Reste à estimer les revenus à venir autres qu'en BFI, une activité dont on ne s'attend pas à ce qu'elle soit motrice. Les poids lourds de la banque de détail ont un atout. « En regardant dans le rétroviseur : 2008, c'est la crise financière, 2009, la crise de l'économie réelle, 2010, la réforme réglementaire avortée, dit Christophe Nijdam. En 2011, c'est la question de la hausse des taux d'intérêt qui va se poser aux banques et mettre sous tension leurs marges nettes d'intérêt. Celles qui devraient mieux tirer leur épingle du jeu sont les banques qui ont une banque de détail qui leur fournit des ressources adéquates en dépôts de clientèle. » Jose Luis Garcia porte de son côté un regard dubitatif sur l'évolution des revenus bancaires : « On assiste à une baisse des activités de marché, avec moins d'opérations. En revanche, la banque de détail se tient bien en France, notamment avec une baisse du coût du risque. Quant aux activités de services (gestion d'actifs, conservation...), elles subissent les effets de la conjoncture. Le flux de business se tasse. » Cela explique l'industrialisation croissante des métiers et la nécessité d'y atteindre une taille critique.

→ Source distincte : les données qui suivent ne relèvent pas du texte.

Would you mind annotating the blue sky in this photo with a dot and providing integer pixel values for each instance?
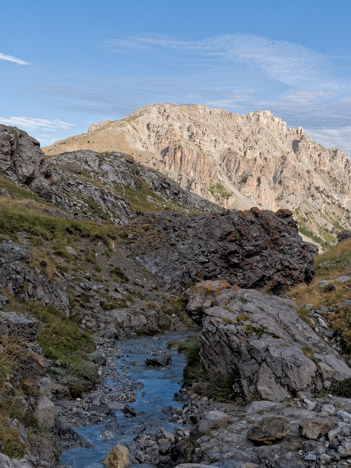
(65, 64)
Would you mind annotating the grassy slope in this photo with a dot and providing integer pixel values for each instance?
(329, 266)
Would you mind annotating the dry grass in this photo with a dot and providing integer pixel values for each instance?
(329, 265)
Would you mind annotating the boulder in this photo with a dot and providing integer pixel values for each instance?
(317, 427)
(7, 462)
(252, 249)
(268, 430)
(262, 343)
(119, 457)
(159, 361)
(200, 297)
(15, 324)
(22, 160)
(344, 235)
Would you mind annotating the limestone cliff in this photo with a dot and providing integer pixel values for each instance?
(237, 160)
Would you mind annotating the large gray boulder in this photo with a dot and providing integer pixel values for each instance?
(15, 324)
(22, 160)
(252, 249)
(261, 341)
(28, 282)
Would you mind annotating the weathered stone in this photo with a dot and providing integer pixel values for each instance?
(6, 462)
(230, 158)
(263, 343)
(343, 279)
(344, 235)
(315, 428)
(239, 247)
(45, 412)
(15, 324)
(118, 457)
(268, 430)
(71, 250)
(98, 358)
(200, 297)
(159, 361)
(22, 159)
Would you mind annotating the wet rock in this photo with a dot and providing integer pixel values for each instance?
(119, 457)
(98, 358)
(200, 297)
(344, 235)
(159, 361)
(269, 430)
(129, 411)
(315, 428)
(45, 412)
(18, 325)
(194, 465)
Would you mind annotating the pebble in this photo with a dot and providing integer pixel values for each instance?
(311, 457)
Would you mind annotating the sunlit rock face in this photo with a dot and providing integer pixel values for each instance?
(237, 160)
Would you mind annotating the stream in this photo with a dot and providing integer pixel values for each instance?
(154, 389)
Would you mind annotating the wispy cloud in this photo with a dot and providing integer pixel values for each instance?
(287, 62)
(10, 58)
(332, 137)
(32, 124)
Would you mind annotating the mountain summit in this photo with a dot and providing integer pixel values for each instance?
(237, 160)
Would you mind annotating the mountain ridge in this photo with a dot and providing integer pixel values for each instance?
(236, 160)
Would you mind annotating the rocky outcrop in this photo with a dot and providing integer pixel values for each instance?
(254, 249)
(29, 282)
(113, 186)
(118, 457)
(15, 324)
(263, 344)
(237, 160)
(316, 437)
(22, 160)
(344, 235)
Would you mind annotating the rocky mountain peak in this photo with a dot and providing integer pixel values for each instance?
(236, 160)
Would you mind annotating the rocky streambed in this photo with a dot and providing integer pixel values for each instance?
(134, 406)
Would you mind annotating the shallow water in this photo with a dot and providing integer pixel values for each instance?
(159, 388)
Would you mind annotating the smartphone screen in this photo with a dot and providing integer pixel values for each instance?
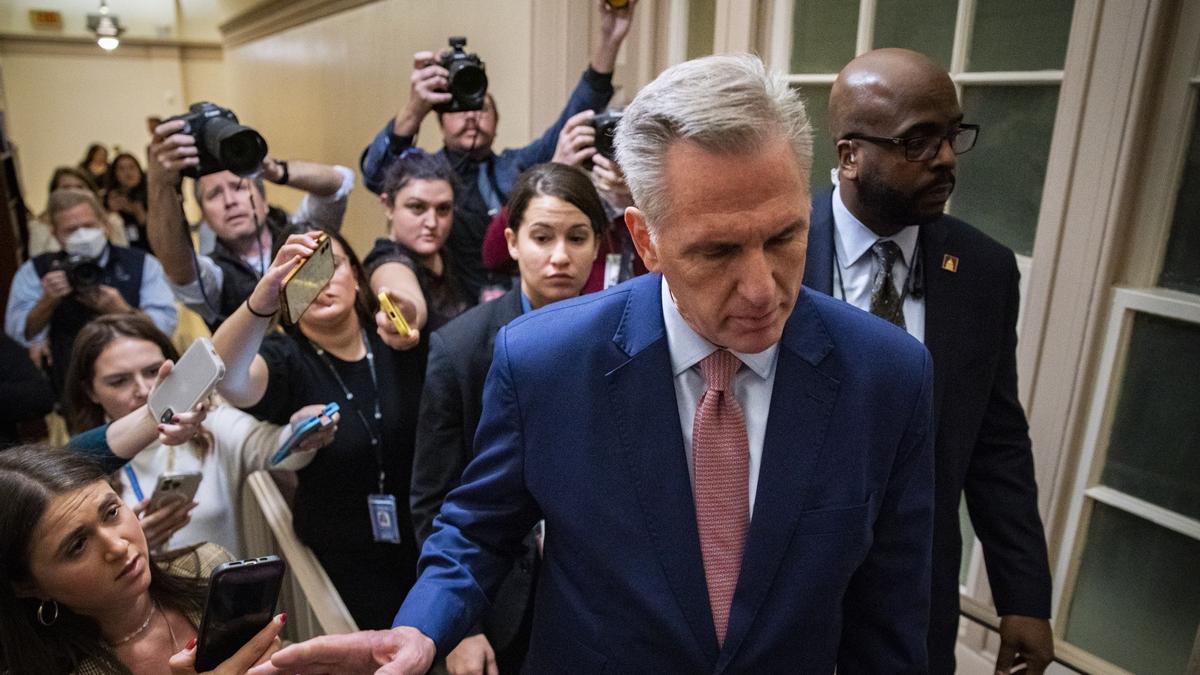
(241, 602)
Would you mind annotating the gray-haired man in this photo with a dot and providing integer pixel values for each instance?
(721, 489)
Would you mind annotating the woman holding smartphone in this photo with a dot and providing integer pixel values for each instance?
(352, 501)
(113, 368)
(79, 590)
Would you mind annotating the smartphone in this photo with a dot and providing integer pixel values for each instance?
(190, 382)
(241, 602)
(303, 431)
(174, 487)
(307, 280)
(397, 318)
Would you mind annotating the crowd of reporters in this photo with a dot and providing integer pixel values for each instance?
(472, 239)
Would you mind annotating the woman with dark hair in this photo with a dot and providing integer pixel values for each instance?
(78, 589)
(41, 233)
(352, 501)
(555, 222)
(95, 163)
(127, 197)
(412, 263)
(114, 365)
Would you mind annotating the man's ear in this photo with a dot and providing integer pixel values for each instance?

Faut-il s'attendre à une vague de fusions-acquisitions ? « Les banques essaieront de trouver de la rentabilité dans leurs métiers de services, avec des rapprochements et des recherches de synergies et d'économies d'échelle », assure Pascal Colin. Bien sûr, il faut distinguer les remembrements entre acteurs d'un même marché, tels qu'entre caisses d'épargne espagnoles ; les opérations transfrontalières dont le seul exemple de crise est l'acquisition de Fortis par BNP Paribas ; et les cessions d'actifs dictées par la Communauté européenne. « Il y aura des mouvements, mais sans euphorie », pronostique Jose Luis Garcia. Pour l'heure, même les cessions d'actifs modestes peinent à se réaliser. « Bruxelles poussant à la cession d'actifs bancaires, un déséquilibre apparaît entre l'offre et la demande : cela a un impact sur les prix mais surtout, les acquéreurs naturels restent sur la réserve, souligne Christophe Nijdam. Je ne crois pas à une vague d'acquisitions d'envergure en 2010 et 2011 en Europe. Les banques sont bridées par les incertitudes qui demeurent à propos de Bâle III et de l'évolution macroéconomique. » Cela n'empêche pas certaines d'entre elles de se renforcer hors d'Europe.